CNN reports on the issue of privacy in an increasingly online and interconnected world:
The digital revolution has changed the way the current generation carries out everyday tasks. But some say that convenience has come at the price of your privacy.
Your personal interests and where you shop is valuable data for companies that want to effectively target their direct marketing. And it’s not just a matter of companies recording your IP addresses and credit card swipes.
“Almost anything you do in today’s society involves leaving a track,” said Doug Klunder of the American Civil Liberties Union. He’s the director of the ACLU of Washington’s Privacy Project.
As you go about your daily routine, you inadvertently share more data than you realize. […]

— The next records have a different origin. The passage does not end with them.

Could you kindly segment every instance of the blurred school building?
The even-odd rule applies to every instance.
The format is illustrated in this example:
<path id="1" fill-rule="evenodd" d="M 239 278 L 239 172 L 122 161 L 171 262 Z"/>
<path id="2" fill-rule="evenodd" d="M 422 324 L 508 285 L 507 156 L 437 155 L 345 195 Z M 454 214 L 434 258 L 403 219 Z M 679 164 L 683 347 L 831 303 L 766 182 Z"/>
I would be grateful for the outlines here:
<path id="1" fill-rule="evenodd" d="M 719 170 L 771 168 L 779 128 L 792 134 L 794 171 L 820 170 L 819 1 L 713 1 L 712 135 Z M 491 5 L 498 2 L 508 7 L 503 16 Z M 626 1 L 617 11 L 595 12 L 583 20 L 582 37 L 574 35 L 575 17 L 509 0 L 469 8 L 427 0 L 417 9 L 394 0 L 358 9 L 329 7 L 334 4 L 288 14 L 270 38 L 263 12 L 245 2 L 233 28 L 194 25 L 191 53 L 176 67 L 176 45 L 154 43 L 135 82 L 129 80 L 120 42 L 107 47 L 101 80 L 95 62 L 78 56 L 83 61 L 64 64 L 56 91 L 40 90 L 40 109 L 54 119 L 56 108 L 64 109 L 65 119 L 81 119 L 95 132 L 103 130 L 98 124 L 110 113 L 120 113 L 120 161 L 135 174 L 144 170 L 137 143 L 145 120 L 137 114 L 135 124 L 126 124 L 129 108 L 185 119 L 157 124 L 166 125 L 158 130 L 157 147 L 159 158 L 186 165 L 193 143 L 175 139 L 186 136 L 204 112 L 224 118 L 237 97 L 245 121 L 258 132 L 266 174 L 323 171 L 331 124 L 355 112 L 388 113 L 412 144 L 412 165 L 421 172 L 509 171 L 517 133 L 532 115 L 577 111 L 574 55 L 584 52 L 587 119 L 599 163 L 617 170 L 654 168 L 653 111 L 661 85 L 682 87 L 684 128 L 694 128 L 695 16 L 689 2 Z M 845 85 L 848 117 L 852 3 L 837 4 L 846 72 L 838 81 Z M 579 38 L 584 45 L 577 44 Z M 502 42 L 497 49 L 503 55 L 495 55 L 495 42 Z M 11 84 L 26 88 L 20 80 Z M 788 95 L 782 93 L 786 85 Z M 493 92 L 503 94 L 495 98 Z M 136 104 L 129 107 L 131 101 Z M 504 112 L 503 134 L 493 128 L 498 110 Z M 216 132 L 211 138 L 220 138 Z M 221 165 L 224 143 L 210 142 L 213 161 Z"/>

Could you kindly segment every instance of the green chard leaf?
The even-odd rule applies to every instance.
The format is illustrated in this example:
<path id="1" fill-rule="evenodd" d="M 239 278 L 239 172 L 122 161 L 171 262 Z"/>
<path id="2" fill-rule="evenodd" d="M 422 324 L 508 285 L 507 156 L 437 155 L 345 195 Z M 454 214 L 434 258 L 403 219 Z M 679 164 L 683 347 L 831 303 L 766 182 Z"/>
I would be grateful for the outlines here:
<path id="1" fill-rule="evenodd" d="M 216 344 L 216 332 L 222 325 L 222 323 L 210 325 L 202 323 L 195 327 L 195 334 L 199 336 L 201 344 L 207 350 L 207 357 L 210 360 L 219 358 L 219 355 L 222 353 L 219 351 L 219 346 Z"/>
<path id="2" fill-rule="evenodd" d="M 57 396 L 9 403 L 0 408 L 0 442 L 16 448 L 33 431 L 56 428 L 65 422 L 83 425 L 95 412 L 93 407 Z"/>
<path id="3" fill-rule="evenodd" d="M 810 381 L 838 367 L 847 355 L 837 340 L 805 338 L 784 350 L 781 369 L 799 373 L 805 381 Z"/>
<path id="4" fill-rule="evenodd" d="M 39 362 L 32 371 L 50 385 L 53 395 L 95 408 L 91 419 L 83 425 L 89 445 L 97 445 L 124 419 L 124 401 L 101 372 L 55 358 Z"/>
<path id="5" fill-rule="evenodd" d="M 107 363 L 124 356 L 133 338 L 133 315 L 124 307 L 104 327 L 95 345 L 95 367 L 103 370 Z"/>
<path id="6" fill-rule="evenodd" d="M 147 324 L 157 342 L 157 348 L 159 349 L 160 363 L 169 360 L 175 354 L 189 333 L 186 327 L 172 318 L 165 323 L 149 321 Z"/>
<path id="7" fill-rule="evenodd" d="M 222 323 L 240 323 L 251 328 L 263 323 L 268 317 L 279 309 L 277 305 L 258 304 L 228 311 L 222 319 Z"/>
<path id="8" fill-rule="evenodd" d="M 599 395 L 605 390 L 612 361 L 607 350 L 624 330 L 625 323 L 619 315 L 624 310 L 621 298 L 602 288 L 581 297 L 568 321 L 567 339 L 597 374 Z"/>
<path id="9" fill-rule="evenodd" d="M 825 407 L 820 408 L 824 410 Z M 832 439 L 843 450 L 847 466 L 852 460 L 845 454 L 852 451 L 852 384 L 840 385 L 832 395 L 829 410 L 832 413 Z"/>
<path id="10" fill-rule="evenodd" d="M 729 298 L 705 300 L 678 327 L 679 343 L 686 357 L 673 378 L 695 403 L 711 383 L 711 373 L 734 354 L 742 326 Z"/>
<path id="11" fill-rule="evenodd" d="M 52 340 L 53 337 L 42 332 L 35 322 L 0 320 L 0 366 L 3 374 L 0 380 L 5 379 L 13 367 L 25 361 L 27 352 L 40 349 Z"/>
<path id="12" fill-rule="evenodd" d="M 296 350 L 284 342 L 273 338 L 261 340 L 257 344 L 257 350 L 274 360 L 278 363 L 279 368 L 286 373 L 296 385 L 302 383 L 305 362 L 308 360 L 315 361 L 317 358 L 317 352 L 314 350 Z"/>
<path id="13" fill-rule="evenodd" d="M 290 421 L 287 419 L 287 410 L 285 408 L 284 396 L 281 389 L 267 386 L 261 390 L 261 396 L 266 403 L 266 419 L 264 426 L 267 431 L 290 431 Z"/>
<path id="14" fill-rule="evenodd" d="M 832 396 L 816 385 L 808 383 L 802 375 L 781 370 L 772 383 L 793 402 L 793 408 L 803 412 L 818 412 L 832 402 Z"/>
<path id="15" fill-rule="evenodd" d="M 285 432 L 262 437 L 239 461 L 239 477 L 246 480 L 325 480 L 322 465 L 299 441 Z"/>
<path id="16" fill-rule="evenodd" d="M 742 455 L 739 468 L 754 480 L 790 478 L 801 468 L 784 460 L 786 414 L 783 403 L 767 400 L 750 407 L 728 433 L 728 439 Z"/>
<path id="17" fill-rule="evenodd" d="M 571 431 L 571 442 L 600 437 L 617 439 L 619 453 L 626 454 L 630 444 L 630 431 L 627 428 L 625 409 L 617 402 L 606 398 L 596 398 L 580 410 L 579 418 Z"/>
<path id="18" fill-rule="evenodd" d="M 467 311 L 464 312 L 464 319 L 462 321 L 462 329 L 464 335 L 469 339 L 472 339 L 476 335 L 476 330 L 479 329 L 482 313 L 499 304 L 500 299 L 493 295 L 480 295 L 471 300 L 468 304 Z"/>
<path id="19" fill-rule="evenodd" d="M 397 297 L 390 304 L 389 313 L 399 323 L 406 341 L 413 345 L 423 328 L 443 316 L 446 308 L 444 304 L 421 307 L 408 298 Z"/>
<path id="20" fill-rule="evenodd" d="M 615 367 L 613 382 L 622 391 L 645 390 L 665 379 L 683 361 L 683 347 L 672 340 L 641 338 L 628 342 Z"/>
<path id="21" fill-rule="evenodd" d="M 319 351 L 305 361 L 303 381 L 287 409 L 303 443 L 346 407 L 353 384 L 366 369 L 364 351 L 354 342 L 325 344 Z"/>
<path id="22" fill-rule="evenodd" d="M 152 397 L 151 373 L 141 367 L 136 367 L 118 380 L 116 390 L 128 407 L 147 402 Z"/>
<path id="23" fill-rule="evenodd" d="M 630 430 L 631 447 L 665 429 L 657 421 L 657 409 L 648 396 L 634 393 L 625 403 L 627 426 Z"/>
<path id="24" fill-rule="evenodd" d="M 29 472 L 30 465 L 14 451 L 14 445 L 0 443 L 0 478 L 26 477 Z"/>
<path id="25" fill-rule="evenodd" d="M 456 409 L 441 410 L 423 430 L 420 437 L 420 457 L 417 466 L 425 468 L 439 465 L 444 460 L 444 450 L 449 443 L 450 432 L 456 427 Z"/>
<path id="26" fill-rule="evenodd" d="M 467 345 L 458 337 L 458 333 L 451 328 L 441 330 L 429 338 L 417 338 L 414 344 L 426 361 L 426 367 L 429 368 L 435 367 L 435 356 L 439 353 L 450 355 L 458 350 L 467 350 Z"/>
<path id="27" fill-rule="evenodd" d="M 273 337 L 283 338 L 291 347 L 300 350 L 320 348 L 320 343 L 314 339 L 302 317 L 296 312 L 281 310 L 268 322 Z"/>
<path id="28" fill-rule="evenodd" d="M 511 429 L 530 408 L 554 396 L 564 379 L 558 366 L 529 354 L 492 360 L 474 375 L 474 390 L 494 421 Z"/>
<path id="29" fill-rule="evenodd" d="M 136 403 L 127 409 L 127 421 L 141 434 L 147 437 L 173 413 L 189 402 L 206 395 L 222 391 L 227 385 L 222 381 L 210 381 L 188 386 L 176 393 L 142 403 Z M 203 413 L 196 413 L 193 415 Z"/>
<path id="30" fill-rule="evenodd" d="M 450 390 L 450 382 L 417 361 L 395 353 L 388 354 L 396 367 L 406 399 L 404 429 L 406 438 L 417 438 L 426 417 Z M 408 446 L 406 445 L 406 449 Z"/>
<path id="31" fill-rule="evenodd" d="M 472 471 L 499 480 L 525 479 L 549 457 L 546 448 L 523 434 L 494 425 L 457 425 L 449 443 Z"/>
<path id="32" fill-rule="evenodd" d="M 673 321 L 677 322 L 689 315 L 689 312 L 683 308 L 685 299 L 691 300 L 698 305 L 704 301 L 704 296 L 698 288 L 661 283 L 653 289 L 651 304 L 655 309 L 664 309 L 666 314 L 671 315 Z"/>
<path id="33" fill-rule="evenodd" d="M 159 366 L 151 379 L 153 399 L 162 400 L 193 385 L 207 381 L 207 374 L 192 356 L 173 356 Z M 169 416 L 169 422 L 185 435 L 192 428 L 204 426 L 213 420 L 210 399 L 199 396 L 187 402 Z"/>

And that can put your personal information at a higher risk. Last year, more than 11 million U.S. consumers were victims of identity theft, according to an annual survey released last month by Javelin Strategy and Research. It found that the No. 1 targets are people 18 to 24. […]
“The average American finds a very healthy acceptable balance between privacy and convenience, they give up some privacy and get a lot of convenience,” said [private investigator Steve Rambam], who regularly gives a talk at conferences titled, “Privacy is Dead: Get Over It!” […]
But is it possible for someone who truly wanted to go off the grid to avoid leaving any tracks? Frank Ahearn helps people who are desperate enough do just that.
“I teach people how to disappear,” Ahearn explained. For more than 20 years, Ahearn was a skip tracer; his job was to track down people who had skipped town. Then he realized there was opportunity in aiding people who didn’t want to be found. […]
One of the people Ahearn said he helped disappear was a female attorney being threatened by a client who blamed her when he lost his case in court.